昼休みからいっそう避けてたはずなのに、その姿と横顔になぜか安堵の息をついてしまった。
「……言わなかったか」
「へ?」
突然の呟きと合わさった目に素っ頓狂な声を返す。
瞬きする私に、先輩は奪った紙を持ったまま片手でキーボードを打ちはじめた。
「俺の手が空いていたら頼れと」
溜め息交じりの指摘に数秒考え込む。
確かについ先週聞いたことだ。でも腑に落ちず、顔を顰めると言い返した。
「手が空いてない人に聞けるわけないじゃないですか」
私に放り投げておきながら、自身のデスクの紙束も一向に減っていなかった先輩。キーボードを叩く音も途切れなかったし、忙しい人に訊ねるのは気が引けてしまう。

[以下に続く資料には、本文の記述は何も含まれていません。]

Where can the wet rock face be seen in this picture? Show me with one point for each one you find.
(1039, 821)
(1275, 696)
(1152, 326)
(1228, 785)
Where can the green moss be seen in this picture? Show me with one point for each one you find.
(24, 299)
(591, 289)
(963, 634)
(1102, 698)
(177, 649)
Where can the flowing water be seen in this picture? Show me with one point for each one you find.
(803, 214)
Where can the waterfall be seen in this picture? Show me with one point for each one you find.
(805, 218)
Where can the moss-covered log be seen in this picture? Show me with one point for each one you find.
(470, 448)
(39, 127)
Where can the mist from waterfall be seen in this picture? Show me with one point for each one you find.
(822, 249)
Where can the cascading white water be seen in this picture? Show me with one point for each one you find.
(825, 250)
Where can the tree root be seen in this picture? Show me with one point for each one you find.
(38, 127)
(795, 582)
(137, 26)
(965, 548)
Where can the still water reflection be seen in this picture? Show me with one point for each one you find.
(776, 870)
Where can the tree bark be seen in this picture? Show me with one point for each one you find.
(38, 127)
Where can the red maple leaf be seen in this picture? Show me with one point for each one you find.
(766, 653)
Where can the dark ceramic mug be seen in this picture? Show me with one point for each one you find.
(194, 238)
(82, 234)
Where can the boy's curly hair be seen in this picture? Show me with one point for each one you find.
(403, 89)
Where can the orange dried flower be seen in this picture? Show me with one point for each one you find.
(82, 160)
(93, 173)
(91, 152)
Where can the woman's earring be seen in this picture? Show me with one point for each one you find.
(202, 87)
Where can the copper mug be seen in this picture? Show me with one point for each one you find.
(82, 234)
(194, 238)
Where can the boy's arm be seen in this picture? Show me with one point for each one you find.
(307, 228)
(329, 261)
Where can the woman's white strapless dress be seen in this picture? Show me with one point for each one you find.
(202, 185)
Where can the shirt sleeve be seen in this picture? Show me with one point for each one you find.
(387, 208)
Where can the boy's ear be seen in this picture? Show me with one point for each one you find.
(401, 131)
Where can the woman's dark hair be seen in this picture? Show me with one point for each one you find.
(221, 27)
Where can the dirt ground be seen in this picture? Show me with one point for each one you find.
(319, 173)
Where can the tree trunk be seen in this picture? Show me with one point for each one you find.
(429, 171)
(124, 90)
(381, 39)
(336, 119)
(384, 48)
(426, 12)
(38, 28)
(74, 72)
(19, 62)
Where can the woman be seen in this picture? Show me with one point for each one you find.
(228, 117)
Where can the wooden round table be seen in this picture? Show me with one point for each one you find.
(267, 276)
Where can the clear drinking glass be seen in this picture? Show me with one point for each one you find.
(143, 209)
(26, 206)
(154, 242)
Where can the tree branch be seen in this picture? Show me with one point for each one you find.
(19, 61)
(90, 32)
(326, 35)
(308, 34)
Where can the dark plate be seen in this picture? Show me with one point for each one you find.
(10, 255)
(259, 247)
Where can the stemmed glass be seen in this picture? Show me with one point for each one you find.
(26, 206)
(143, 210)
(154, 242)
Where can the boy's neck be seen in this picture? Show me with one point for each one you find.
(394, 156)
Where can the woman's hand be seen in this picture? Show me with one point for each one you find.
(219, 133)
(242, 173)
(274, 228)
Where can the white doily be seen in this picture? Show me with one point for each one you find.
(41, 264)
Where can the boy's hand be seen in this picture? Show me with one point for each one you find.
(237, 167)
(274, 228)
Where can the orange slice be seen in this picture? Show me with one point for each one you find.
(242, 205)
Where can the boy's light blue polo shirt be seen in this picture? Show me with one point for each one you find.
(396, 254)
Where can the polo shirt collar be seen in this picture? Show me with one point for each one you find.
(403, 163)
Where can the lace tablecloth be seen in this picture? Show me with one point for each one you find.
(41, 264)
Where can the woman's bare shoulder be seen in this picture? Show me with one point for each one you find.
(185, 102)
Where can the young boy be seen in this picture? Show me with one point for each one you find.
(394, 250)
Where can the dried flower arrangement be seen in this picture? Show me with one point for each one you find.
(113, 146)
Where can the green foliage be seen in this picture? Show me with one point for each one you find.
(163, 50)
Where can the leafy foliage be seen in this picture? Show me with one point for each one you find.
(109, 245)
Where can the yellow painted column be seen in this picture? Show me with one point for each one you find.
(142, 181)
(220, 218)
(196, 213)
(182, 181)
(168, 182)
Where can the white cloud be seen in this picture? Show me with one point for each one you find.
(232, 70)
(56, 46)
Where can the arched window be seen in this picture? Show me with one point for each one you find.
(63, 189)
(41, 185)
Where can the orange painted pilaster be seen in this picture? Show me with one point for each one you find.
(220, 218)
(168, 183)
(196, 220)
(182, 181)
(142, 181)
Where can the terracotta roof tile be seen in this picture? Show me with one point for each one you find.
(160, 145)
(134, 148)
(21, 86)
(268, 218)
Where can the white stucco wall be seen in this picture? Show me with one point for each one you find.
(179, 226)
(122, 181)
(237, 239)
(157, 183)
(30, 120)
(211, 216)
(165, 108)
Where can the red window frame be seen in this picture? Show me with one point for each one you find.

「そもそも……はじめての分を何も言わず入れるのはどうかと思います。しかも一番下」
愚痴を零すように口を尖らせていると先輩の目が私に移るが、すぐパソコンに戻った。
「そりゃ、元から俺のだったからな。どこにいったか探してたんだ」
「はいっ!?」
「で、かれこれ三十分ほどお前を見ていて俺のだと気付いた」
「はいいっ!?」
何食わぬ顔でキーボードを打つ人に、ただ唖然としてしまう。